Chronic inflammation has now been linked to an overwhelming majority of serious lifestyle disorders, including hypertension, heart disease, type 2 diabetes, Alzheimer’s disease, most cancers and aging.

In addition, numerous inflammation-related genes have been linked to susceptibility to most age-related diseases, such as those mentioned above. The chemical markers in the bloodstream that serve to indicate inflammation are associated with the aging body and cellular death. Already some gerontologists are floating the idea that inflammation may be the largest contributor to aging. If this turns out to be right it will greatly simplify a complex subject, because two aspects of aging have traditionally made it very hard to grasp medically.

First, the deterioration of the body over time is not a straight line but an unpredictable set of changes that look different in everyone. Second, no single process can be pinned down as “aging” by itself.
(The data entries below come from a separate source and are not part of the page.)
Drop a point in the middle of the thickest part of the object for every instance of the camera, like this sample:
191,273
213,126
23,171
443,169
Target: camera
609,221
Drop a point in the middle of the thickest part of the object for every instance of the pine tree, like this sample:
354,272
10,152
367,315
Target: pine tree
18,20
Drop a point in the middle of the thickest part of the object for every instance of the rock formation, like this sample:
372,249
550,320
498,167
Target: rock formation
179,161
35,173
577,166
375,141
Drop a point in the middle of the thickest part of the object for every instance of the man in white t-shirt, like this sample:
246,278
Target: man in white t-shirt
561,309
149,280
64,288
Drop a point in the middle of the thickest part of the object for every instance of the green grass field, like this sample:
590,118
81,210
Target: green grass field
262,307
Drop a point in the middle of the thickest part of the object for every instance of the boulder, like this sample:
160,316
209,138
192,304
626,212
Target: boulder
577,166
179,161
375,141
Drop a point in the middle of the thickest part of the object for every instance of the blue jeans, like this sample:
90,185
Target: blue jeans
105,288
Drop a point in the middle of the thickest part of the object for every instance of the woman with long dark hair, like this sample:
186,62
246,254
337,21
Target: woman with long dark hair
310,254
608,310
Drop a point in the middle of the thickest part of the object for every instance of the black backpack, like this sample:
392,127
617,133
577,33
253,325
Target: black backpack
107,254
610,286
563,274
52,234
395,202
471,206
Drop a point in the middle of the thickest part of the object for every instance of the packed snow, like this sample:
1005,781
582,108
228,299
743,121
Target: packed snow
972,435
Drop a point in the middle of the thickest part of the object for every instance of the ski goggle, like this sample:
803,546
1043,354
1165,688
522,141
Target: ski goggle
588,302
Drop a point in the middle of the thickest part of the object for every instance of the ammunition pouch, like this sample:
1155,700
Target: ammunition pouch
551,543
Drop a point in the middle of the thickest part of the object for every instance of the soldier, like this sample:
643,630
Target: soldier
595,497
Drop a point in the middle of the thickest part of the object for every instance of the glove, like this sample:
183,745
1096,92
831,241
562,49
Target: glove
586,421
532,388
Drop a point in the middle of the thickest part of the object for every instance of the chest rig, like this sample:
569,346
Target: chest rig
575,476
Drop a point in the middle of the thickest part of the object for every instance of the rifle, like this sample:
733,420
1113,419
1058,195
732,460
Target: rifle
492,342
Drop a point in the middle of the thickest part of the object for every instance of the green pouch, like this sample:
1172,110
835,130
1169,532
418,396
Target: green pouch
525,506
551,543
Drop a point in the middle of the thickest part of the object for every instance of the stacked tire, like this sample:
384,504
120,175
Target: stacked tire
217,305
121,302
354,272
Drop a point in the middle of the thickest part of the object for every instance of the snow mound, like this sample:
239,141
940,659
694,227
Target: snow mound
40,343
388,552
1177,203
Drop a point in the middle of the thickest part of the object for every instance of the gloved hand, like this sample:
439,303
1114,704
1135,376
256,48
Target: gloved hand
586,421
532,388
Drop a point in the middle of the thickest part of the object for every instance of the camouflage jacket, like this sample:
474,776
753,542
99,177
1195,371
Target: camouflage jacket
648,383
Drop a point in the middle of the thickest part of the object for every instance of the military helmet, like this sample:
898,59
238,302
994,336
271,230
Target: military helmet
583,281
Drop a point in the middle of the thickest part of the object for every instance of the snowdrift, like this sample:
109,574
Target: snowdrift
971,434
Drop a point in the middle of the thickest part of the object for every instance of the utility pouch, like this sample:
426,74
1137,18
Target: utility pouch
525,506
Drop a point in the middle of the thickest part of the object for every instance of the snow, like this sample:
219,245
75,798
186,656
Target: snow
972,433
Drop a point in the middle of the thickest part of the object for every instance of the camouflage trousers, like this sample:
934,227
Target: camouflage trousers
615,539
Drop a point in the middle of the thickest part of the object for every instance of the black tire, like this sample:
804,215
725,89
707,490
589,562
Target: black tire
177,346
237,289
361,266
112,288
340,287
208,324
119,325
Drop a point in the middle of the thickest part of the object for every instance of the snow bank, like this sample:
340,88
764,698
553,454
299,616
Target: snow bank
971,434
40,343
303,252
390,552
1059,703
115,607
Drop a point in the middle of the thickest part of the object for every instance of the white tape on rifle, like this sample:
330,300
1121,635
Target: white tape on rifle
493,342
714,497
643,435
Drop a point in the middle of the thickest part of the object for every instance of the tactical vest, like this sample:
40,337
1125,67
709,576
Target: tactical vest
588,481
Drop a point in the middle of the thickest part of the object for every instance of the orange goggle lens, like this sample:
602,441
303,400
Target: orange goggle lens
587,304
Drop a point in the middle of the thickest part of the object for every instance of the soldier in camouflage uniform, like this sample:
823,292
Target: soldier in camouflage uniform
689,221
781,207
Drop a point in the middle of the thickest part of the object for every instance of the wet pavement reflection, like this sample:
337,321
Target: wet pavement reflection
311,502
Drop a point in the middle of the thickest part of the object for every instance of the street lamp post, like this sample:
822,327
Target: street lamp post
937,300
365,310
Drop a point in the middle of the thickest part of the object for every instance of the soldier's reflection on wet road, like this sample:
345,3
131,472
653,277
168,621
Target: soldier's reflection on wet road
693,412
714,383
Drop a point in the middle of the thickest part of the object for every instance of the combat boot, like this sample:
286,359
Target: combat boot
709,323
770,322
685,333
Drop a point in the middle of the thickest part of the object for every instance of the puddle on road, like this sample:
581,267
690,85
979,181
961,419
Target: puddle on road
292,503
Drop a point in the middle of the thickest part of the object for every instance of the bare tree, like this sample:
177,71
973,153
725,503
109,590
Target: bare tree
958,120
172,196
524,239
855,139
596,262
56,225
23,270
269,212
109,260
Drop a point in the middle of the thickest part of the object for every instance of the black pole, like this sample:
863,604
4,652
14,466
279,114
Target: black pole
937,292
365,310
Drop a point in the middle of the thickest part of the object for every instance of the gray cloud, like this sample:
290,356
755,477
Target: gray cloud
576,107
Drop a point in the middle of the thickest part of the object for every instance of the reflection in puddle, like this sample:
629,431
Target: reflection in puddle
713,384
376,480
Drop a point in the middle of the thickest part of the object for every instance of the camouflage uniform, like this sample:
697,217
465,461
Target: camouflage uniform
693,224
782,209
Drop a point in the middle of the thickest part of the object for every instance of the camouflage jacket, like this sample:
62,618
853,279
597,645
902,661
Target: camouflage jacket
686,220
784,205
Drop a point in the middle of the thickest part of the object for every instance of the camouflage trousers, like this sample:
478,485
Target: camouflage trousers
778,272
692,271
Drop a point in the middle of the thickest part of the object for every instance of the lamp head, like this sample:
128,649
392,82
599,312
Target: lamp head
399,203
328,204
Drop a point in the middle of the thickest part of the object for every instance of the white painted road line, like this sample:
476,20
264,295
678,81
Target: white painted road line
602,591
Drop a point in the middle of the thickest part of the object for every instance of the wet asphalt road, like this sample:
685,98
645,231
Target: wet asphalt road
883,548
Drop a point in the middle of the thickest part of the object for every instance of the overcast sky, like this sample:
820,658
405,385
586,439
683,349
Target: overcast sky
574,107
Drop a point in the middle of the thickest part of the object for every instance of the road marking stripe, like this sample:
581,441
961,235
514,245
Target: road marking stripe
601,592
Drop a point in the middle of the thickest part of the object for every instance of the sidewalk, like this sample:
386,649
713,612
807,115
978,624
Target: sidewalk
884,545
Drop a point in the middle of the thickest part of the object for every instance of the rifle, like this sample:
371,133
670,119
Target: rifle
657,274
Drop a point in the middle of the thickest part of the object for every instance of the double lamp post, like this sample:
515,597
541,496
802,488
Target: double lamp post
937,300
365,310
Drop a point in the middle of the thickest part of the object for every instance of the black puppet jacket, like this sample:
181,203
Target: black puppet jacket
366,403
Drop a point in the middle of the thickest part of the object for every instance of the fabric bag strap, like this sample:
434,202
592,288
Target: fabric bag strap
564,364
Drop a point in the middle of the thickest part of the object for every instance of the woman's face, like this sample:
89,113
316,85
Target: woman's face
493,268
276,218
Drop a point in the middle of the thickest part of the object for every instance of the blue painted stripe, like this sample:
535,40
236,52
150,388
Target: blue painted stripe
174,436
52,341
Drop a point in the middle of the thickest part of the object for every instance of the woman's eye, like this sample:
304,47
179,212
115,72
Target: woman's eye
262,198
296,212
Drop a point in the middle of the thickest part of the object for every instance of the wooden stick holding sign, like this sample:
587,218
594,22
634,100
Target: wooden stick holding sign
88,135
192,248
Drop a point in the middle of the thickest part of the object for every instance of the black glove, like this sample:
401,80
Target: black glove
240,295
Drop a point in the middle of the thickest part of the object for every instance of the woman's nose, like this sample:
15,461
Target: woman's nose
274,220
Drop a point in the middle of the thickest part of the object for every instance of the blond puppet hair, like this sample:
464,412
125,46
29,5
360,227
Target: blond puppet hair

The common signs of aging, such as losing muscle strength, defects in memory, and moving more slowly – not to mention medical conditions like arthritis and dimmed eyesight – are related to many different processes and don’t appear in every elderly person.

Chronic inflammation takes years or even decades before visible damage or disease symptoms appear. This means that to reverse the process individuals must dedicate significant time. No one can do that without turning anti-inflammation into a lifestyle that feels as easy and natural as their present lifestyle. The most basic changes involve going down the list of things that create inflammation and doing the opposite instead.